A veteran of countless Kneehigh Theatre productions and a founder of o-region, Carl is probably best known as a gifted and versatile actor, whose performances over the years have delighted audiences in Cornwall, London and theatres around the world.
He is also one of Cornwall’s most talented and consistently original writers, whose work for stage, screen and radio continues to bash at the boundaries of what was previously thought possible.

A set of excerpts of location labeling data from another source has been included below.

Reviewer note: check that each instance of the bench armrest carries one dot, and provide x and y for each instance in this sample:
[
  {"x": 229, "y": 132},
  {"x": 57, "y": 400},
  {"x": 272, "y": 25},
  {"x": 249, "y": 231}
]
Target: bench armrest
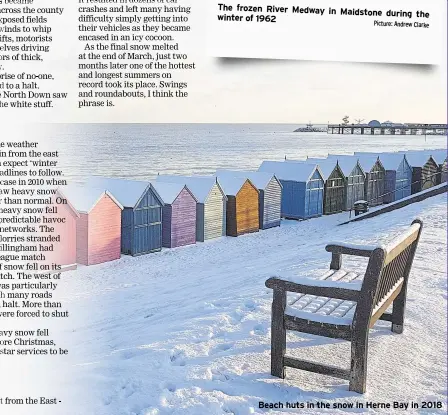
[
  {"x": 350, "y": 249},
  {"x": 321, "y": 288}
]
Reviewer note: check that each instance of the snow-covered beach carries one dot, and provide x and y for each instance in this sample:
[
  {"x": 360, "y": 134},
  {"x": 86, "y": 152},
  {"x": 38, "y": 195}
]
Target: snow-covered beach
[{"x": 187, "y": 331}]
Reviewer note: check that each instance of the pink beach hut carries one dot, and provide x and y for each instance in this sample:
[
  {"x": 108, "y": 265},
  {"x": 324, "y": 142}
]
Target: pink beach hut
[{"x": 98, "y": 228}]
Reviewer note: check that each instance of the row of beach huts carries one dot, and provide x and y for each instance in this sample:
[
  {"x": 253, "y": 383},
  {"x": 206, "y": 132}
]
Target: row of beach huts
[{"x": 108, "y": 217}]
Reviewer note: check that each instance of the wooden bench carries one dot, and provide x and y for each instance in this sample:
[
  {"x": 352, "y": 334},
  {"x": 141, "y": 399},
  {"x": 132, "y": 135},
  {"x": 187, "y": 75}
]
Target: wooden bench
[{"x": 344, "y": 305}]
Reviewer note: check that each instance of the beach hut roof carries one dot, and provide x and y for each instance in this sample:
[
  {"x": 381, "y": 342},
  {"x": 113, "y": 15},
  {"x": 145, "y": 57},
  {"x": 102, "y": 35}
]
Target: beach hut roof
[
  {"x": 346, "y": 162},
  {"x": 232, "y": 185},
  {"x": 326, "y": 165},
  {"x": 84, "y": 198},
  {"x": 168, "y": 191},
  {"x": 439, "y": 155},
  {"x": 417, "y": 158},
  {"x": 60, "y": 192},
  {"x": 200, "y": 186},
  {"x": 390, "y": 161},
  {"x": 367, "y": 161},
  {"x": 127, "y": 192},
  {"x": 299, "y": 172},
  {"x": 259, "y": 178}
]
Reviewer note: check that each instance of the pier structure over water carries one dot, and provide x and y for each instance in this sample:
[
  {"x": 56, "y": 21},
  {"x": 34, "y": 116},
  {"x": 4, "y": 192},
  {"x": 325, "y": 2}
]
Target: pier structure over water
[{"x": 377, "y": 128}]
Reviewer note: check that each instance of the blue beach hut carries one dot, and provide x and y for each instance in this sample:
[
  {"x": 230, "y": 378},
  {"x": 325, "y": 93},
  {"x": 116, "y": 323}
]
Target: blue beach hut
[
  {"x": 141, "y": 217},
  {"x": 425, "y": 170},
  {"x": 398, "y": 178},
  {"x": 303, "y": 188},
  {"x": 270, "y": 194}
]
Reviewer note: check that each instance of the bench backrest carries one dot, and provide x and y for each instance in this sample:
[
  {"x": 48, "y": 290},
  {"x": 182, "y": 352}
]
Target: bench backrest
[{"x": 387, "y": 273}]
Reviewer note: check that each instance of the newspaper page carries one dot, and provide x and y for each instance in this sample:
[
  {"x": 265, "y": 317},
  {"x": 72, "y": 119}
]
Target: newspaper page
[{"x": 223, "y": 207}]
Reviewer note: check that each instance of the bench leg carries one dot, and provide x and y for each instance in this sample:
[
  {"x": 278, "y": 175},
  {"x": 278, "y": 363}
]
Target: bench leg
[
  {"x": 358, "y": 367},
  {"x": 398, "y": 309},
  {"x": 278, "y": 334}
]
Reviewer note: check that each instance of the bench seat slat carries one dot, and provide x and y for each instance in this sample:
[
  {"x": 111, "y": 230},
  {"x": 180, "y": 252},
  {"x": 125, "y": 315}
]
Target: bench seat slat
[
  {"x": 316, "y": 367},
  {"x": 318, "y": 318},
  {"x": 335, "y": 331}
]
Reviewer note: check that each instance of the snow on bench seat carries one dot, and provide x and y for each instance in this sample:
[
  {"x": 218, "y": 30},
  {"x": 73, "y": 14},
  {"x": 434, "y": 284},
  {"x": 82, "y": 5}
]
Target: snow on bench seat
[{"x": 324, "y": 309}]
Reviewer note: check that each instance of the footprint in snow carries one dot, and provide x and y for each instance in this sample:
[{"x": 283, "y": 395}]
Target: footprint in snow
[
  {"x": 250, "y": 305},
  {"x": 218, "y": 375},
  {"x": 236, "y": 317},
  {"x": 169, "y": 386},
  {"x": 259, "y": 330},
  {"x": 178, "y": 358}
]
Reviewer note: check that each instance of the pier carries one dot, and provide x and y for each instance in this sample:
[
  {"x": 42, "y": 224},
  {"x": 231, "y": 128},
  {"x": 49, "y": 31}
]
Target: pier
[{"x": 384, "y": 129}]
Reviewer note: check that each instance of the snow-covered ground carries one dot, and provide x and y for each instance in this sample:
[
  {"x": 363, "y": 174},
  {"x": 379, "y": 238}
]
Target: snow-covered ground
[{"x": 187, "y": 330}]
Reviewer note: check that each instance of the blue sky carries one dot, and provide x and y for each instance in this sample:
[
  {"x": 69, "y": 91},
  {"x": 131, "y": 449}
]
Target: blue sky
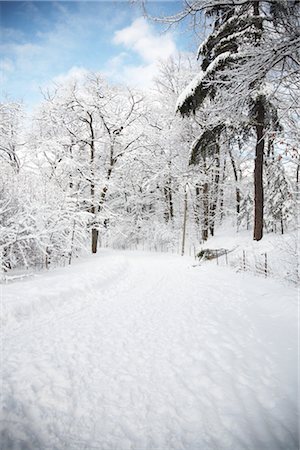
[{"x": 43, "y": 41}]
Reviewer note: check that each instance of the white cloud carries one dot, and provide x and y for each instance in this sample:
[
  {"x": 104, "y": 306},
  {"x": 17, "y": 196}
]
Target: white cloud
[
  {"x": 141, "y": 39},
  {"x": 74, "y": 74}
]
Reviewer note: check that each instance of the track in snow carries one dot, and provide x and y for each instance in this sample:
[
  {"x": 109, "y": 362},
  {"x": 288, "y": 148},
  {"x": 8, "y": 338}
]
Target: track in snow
[{"x": 145, "y": 352}]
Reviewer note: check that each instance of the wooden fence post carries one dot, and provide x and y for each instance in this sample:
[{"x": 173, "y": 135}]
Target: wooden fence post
[{"x": 266, "y": 265}]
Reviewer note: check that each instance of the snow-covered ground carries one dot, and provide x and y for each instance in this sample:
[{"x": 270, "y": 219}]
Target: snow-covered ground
[{"x": 131, "y": 350}]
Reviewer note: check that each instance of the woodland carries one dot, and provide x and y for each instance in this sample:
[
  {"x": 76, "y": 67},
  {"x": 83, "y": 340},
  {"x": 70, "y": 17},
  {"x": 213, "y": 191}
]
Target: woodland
[{"x": 215, "y": 141}]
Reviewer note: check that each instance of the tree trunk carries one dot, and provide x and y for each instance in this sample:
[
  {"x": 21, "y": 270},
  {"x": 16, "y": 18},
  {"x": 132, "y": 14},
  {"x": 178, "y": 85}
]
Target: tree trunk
[
  {"x": 184, "y": 221},
  {"x": 94, "y": 240},
  {"x": 258, "y": 171},
  {"x": 205, "y": 212},
  {"x": 214, "y": 202}
]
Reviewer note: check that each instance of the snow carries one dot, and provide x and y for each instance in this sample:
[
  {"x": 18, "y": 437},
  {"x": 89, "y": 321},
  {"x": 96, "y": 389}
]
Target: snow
[
  {"x": 198, "y": 79},
  {"x": 133, "y": 350}
]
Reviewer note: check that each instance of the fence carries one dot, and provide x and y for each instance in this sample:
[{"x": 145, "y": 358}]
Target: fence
[{"x": 265, "y": 264}]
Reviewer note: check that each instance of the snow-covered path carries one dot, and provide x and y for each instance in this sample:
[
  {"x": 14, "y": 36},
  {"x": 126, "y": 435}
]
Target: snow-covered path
[{"x": 139, "y": 351}]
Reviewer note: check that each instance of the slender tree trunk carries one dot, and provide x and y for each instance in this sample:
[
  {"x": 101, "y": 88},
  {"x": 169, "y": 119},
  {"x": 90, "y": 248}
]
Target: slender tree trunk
[
  {"x": 237, "y": 190},
  {"x": 222, "y": 192},
  {"x": 258, "y": 171},
  {"x": 205, "y": 212},
  {"x": 184, "y": 221},
  {"x": 95, "y": 234},
  {"x": 214, "y": 202}
]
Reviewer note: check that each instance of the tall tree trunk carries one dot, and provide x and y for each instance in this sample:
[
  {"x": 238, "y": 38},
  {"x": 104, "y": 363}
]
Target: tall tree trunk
[
  {"x": 214, "y": 201},
  {"x": 95, "y": 234},
  {"x": 258, "y": 171},
  {"x": 184, "y": 221},
  {"x": 205, "y": 212},
  {"x": 237, "y": 189},
  {"x": 222, "y": 191}
]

His latest play, 49 Donkeys Hanged, which receives its premiere on BBC Radio 3 on November 1, is no exception. The story of a Cornish farmer stringing up donkeys from trees on his land at Ventongimps might at first appear not only to be a dark and disturbing subject, but unlikely fodder for mainstream Radio 3 audiences. However, Carl’s skill at narrative and character, not to mention an eye for the macabre, ensure that anyone listening on November 1 will be hooked for the full hour – and that’s a guarantee.
Carl first had the idea for this story while touring South Africa with Kneehigh a decade ago. But it wasn’t until a series of coincidences – almost as strange as the resulting play – came about that it began to take shape.
The play stars Cornish farmer and actor Charles Barnecut as Stanley Bray, Amanda Lawrence as his wheelchair-bound wife Joy, Sibusiso Mamba as donkey-killer Solomon Singo, John Canford as garageman Randy Tregersick, Helen Longworth as slaughterhouse owner Sally Tregersick, and – without giving away too much of the plot – Carl Grose as himself. It is produced by Claire Grove, who has worked with a number of Cornish writers in recent years.
The story opens with Carl explaining his reasons for writing the piece; he says he spotted an intriguing newspaper headline (49 Donkeys Hanged) while travelling through Johannesburg on a speeding bus – and the image stayed with him. He kept the newspaper cutting and then, quite by chance some years later, met a South African man in London who actually knew the donkey killer – Solomon Singo – and assured Carl he was “a really nice bloke”.
This led Carl to ask a series of questions, in particular what makes someone kill so many donkeys in such a seemingly brutal fashion? A story of such strangeness is a gift to any writer – but it takes someone with a truly rare talent to turn the bare facts into something meaningful and genuinely entertaining. Listeners are introduced to farmer Stanley Bray, who is rounding up and killing donkeys on his bankrupt Cornish farm. Trapped inside their farmhouse, his wife Joy has spent 20 years waiting for her son to return. Along the way we meet Slaughterhouse Sally, who runs the abattoir, and real-life donkey killer Solomon Singo.
It might all sound too bizarre to be plausible, but the beauty of Carl Grose’s choice of storytelling style means that by the end of the broadcast everything makes perfect sense – well, almost.
Tremendously inventive, perfectly constructed and convincingly told, 49 Donkeys Hanged is contemporary Cornish storytelling at its best.
49 Donkeys Hanged by Carl Grose is on BBC Radio 3 on Saturday November 1 at 9.30pm.